3.2. Epigenetic modifications

In PCa, the relevance of genetic changes or aberrations associated with cancer biology have been widely studied in epithelial cells53. Stromal cells are considered to be relatively stable with respect to genetic alterations. However, other mechanisms may account for the activation of these cells.

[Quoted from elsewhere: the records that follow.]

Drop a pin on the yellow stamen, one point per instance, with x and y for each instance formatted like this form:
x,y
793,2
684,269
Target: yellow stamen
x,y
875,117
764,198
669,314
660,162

Epigenetic changes are modifications such as DNA methylation or post-translational modifications of histones that alter chromatin structure thereby regulating access for transcription factors to genes. Increased levels of DNA methyltransferase enzymes was found to be associated with PCa tissues and PCa cell lines compared to benign prostate epithelial cells54,55. While interactions with surrounding cancer cells or the host-environment most likely direct the functional heterogeneity of CAF, several reports suggest a role for epigenetic modifications in stabilizing the molecular and functional characteristics of CAF subsets in various cancers56,57. Our group has previously reported on the ability of CAF but not fibroblasts derived from normal prostate, to promote tumor progression51,52,58 (Fig. 2). In vivo tumor promoting ability of CAF isolated from human tissue samples suggests that these cells retain characteristics from the tissue of origin and promote tumorigenesis even following culture and in the absence of the primary tumor.

Upregulation of DNA methyltransferases (DNMT) consistent with aberrant promoter hypermethylation of tumor-suppressor genes in multiple cancer types including PCa has been reported59,60. Prostate CAF demonstrate a distinct methylation pattern representative of epigenetic modifications when compared to patient-matched non-malignant fibroblasts (NPF)61. Genome-wide DNA methylation studies in 18 matched CAF and NPF from patients with moderate- to high-grade PCa revealed differential methylation profiles in more than 1000 DNA regions62. One particular hypomethylation in the EDARADD promoter, an adaptor protein involved in development of ectodermal tissues such as hair, teeth and mammary gland was found in high grade tumors and induced increased transcript levels and protein expression in tissues. EDARADD methylation and gene expression were associated with poor prognosis62. Similar hypomethylation profile of EDARADD in tumor-associated fibroblasts was also reported in non-small cell lung cancer63.

GSTP1 is another gene that is epigenetically modified in PCa64. Comparison of epithelium and stroma isolated from tumor and normal regions from same patients revealed GSTP1 methylation in both tumor-associated epithelium and tumor-associated stroma6567. Quantification of GSTP1 methylation using pyrosequencing followed by three-dimensional reconstruction of the prostate revealed that tumor-associated stromal cells were methylated only in distinct anatomical sub-fields of the tumor68. Whether GSTP1 promoter methylation represents a heterogeneous CAF subset in PCa remains to be explored. Similar analysis of PCa samples showed that while GSTP1 methylation was observed in both epithelial and stromal cells, TGFβR2 methylation was prevalent in stromal cells69. In the same study, pharmacologic and transgenic knockout of Tgfβr2 induced Gstp1 promoter methylation in mouse prostatic stromal cells69. This suggests that disruption of Tgfβr2 gene expression in fibroblastic cells may be a precursor to stromal methylation of the promoter. Such activity could support cancer progression through silencing of reactive oxygen metabolizing and DNA damage repair genes, suggesting a sequence of stromal evolution in its association with cancer epithelia69. The loss of TGFβR2 in a subpopulation of human prostate stromal cells is well documented and is associated with hypermethylation of GSTP1 and TGFβR2 promoters6971. These studies demonstrate that close association and cross communication of CAF with PCa cells results in the evolution of a CAF-subpopulation that supports or promotes cancer progression. Promoter hypermethylation and silencing of the RasGAP and/or RASAL3 genes results in the activation of Ras signaling in CAF with increased micropinocytosis-mediated glutamine synthesis. CAF-secreted glutamine causes PCa epithelial cell proliferation and promotes transdifferentiation into a neuroendocrine phenotype observed in advanced disease64. The continuous stress from various stimuli in a cancer environment could potentially contribute to epigenetic changes in CAF by silencing or activating genes, microRNAs or long non-coding RNA sequences promoting a tumor-supportive TME.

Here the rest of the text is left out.